Condé (nunca amigo da onça), com a homenagem e o cordial abraço do José Carlos [Lisboa]. 25-X-1960” (A casa do bode). E ainda: “Para José Condé, homem direito e escritor em permanente ascensão – que aceita o combate de ideias sem ressentimento – a admiração agradecida de José Carlos Oliveira. Rio, 4 de fevereiro de 1963” (Os olhos dourados do ódio).

e) Brincadeiras também são feitas com o sobrenome do escritor, que lembram aquelas,

entre o coronel Quincas Barros e seu compadre João, do Mondé, que deram origem ao nome de família, conforme já abordamos anteriormente: “A José Condé (Conde é? Conde deveras? Mas onde é que já se escreveu conde com acento agudo no E?). Ribeiro Couto. Rio 6.5.1953” (Entre mar e rio).

f) Há espaço também para agradecimento: “A José Condé, romancista que me ensinou muitas coisas, este ramo seco mas vivo de camaradagem e amizade, Ascendino Leite. 6-9-60” (Dois romances: A viúva branca – O salto mortal). Ou este, de um conterrâneo nordestino, da Paraíba: “Para José Condé, a quem devo tanta coisa, inclusive a publicação deste livro, com o abraço amigo e a admiração constante de Virginius da Gama e Melo. Paraíba, agosto de 1970.” (Tempo de vingança).

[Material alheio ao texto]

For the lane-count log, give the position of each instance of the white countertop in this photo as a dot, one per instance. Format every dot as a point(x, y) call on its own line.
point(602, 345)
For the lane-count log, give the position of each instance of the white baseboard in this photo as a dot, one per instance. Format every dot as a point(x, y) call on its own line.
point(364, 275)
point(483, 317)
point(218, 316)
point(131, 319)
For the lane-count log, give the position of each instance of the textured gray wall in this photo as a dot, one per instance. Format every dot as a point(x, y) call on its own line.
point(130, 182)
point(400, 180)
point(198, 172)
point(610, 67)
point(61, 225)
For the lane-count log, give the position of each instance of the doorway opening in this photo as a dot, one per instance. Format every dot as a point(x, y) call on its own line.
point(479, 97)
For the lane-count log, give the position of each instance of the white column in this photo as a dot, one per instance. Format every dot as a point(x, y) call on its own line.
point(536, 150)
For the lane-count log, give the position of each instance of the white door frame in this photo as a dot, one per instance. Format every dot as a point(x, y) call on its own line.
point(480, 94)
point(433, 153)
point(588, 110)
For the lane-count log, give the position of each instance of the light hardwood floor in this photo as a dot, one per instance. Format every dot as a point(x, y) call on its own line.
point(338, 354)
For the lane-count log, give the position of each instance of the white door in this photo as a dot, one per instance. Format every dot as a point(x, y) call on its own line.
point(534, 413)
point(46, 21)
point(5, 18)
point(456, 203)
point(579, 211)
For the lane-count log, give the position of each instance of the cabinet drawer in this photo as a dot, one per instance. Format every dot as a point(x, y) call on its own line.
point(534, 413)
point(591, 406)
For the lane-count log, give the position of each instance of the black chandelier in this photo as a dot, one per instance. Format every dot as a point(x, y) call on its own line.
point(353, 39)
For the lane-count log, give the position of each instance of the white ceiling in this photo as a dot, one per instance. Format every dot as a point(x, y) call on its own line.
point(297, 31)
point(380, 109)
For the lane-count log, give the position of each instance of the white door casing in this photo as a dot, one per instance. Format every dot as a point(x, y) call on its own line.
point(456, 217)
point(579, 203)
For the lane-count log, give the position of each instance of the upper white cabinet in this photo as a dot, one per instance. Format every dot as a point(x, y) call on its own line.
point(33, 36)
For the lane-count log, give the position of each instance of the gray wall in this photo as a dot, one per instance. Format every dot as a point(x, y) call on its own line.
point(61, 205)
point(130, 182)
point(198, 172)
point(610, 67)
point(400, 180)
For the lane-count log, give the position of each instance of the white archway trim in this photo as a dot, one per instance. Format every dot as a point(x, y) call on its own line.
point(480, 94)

No caso do livro de Gama e Melo, percebemos a atuação de José Condé, através do

Jornal de Letras, como editor de autores que tinham dificuldade em conseguir espaço ou

sequer atenção das grandes editoras. Recordemos que, como aludimos acima, o escritor potiguar Renard Perez foi outro que aceitou a oferta de Condé de publicar seu livro de contos Os sinos, sob a chancela do jornal literário dirigido por Elysio Condé. A desenvoltura de José Condé como divulgador literário decerto terá contribuído para o estabelecimento de vários escritores iniciantes e/ou desconhecidos, no concorrido cenário literário carioca, entre as décadas de 40 e 60, a exemplo do que se deu com Perez, e mesmo colegas jornalistas, como Mauritônio Meira, Celso Rodrigues, Vandragézilo Neves etc.

g) Notemos a descontração do crítico literário e jornalista Augusto Meyer: “Ao José Condé, estas bilusadas do bom tempo, com um abraço do seu Augusto Meyer, 1955” (Poemas de Bilu). Temos ainda uma referência à vasta cabeleira branca do escritor, que cedo

grisalhou: “Ao meu caro José Condé, com o abraço mais antigo que os seus cabelos brancos.

h) A gentileza de uma dama da literatura brasileira: “Ao José Condé, este caso de amor e misticismo, que, na certa, você contaria melhor que eu. Rachel de Queiroz. 21-4-58” (A beata Maria do Egito). O carinho de outra dama: “Ao muito querido Condé – amizade de 2000 anos quase – e à cara Maria Luiza, a Lygia [Fagundes Telles]. São Paulo, janeiro de 1961” (Histórias escolhidas).

i) O deslize da autora, que parece ter ouvido o galo cantar sem saber onde: “A José Condé, para seus arquivos implacáveis, Myrtha Rosato. Santos – 1962/1963” (Bié) – na verdade, os “Arquivos Implacáveis”, como sabemos, eram de João Condé, não de José. Outro equívoco, a tempo consertado, embora deixando de fora o rabo do gato: “A Maria Luiza, em primeiro lugar. E [rasura] caro José Condé com o abraço de sempre do admirador Herbert Sales. Rio, 19-III-71” (O lobisomem e outros contos folclóricos) – O autógrafo, inicialmente, fora somente para José Condé; posteriormente, foi aposto o nome de Maria Luiza, ressaltando ser “em primeiro lugar”.

j) José Condé andava à cata da obra Seu Candinho da Pharmacia, do pernambucano

Mário Sette, quando lhe chega às mãos um exemplar, com a seguinte dedicatória: “Dr. Condé, oferto-lhe esta joia literária pernambucana, que o soube interessado através do Dr. Valdemar Lopes, cientificando-lhe que, para experimentar esta satisfação, tive que readquiri-la do Dr. José Eduardo Wanderley Rocha, que sabendo da finalidade, imediatamente pôs a minha disposição tão precioso acervo literário, e que faço chegar as suas mãos pelas mãos do Dr. Valdemar Lopes. Recife, Natal de 1961. [assinatura ilegível], “Sebista”.